Member of the Louisiana House of Representatives from the 11th district
- In office January 1, 1992 – August 1, 2000
- Preceded by: Constituency established
- Succeeded by: Rick Gallot

Personal details
- Born: February 8, 1948 Grambling, Lincoln Parish Louisiana, USA
- Died: August 1, 2000 (aged 52) Bossier City, Bossier Parish, Louisiana, USA
- Party: Democratic
- Children: 1
- Education: Grambling State University (BA); Ohio University (MA); Southern University (JD); Tulane University (LLM);

= Pinkie C. Wilkerson =

American politician and lawyer

Pinkie Carolyn Wilkerson (February 8, 1948 – August 1, 2000) was an American politician who served in the Louisiana House of Representatives in the 11th district from 1992 until her death on August 1, 2000.

==Biography==
Wilkerson was born on February 8, 1948, in Grambling, Louisiana. She attended Grambling State University Lab High School and earned her bachelor's degree from Grambling State University. She earned a Master of Arts degree from Ohio University in Athens, a Juris Doctor from Southern University, and an L.L.M. from Tulane University.

Wilkerson began her law practice in Grambling in 1979. She then served as assistant district attorney in the 3rd Judicial District of Lincoln and Union parishes, and Assistant Attorney General for the State of Louisiana. From 1981 to 1984, she was an assistant professor at Southern University Law School.

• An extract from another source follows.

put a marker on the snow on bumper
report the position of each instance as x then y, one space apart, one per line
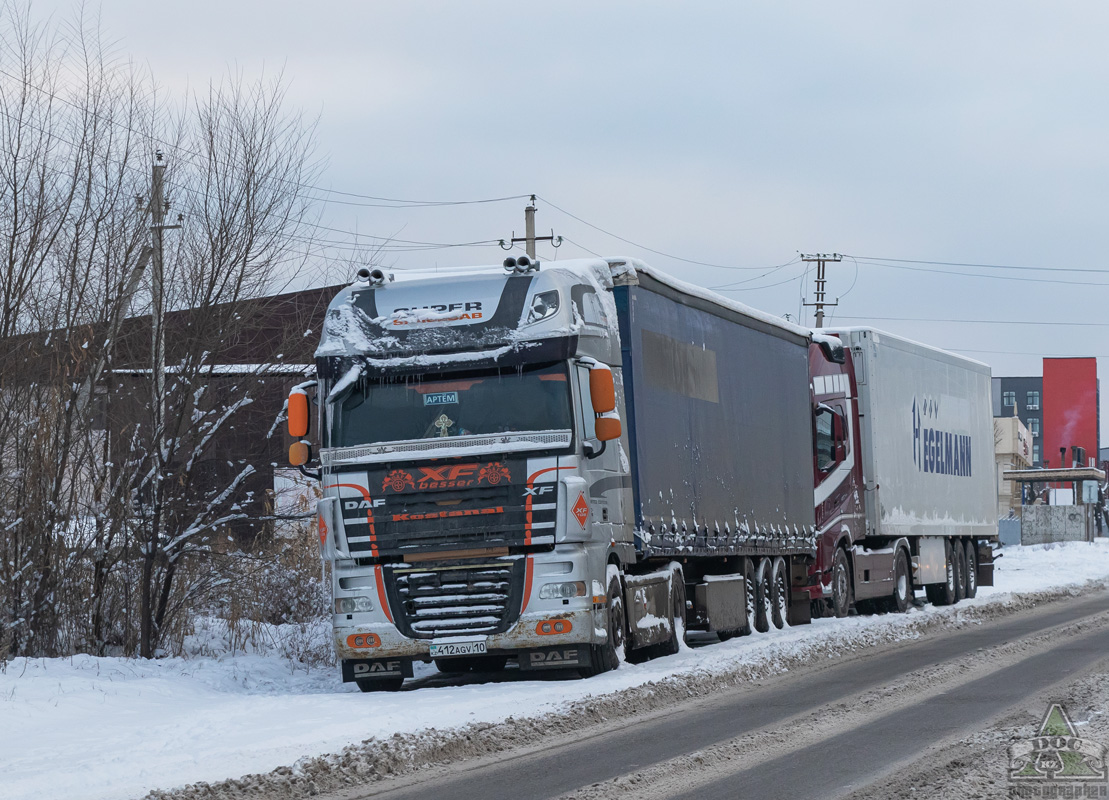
531 630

==Louisiana House of Representatives==
In 1992, Wilkerson began serving in the newly created 11th district of the Louisiana House of Representatives, which includes Claiborne Parish and parts of Bienville, Lincoln and Union parishes. She served as the Vice Chair of the Health & Welfare Committee, served on the Civil Law and Procedure and Judiciary Committees and was the first and only female chair of the Louisiana Legislative Rural Caucus. Wilkerson's focus in the legislature was on education, healthcare and social issues.

In 1993, Wilkerson sponsored legislation establishing a 24-hour statewide compulsive gamblers helpline, also having the number placed in gambling establishments and on lottery tickets. The same year, she passed legislation authorizing courts to issue restraining and protective orders for abused parents. Later, in 1995, Wilkerson passed legislation that included grandparents and grandchildren within the coverage of the family violence programs related to community-based shelters for victims of family violence.

Wilkerson introduced legislation to prohibit "drive-through mastectomies," to study the problem of providing prescription drugs to the indigent, and established an Incentive Award Program awarding parishes for reducing the drop-out and teen pregnancy rates. She also sponsored seminars and awareness programs on diabetes, cancer, lupus, and heart disease.

Wilkerson also initiated the Youth Academy 2000, which is a series of skill classes that provide opportunities for children to learn alongside professionals in such areas as science, computers, mathematics, medicine, music, and entrepreneurship.

==Death and legacy==
Wilkerson was killed on August 1, 2000, in a multi-car accident while she was stopped at a highway construction site on Interstate-20 in Bossier City, Louisiana

After Wilkerson's death, the African American National Bar Association established an award in her name. The Delta Sigma Theta sorority established the Pinkie C. Wilkerson Life Development Center in Grambling. In 2015, House Bill 140 dedicated the interchange of I-20 and LA 49 at Grambling to Wilkerson.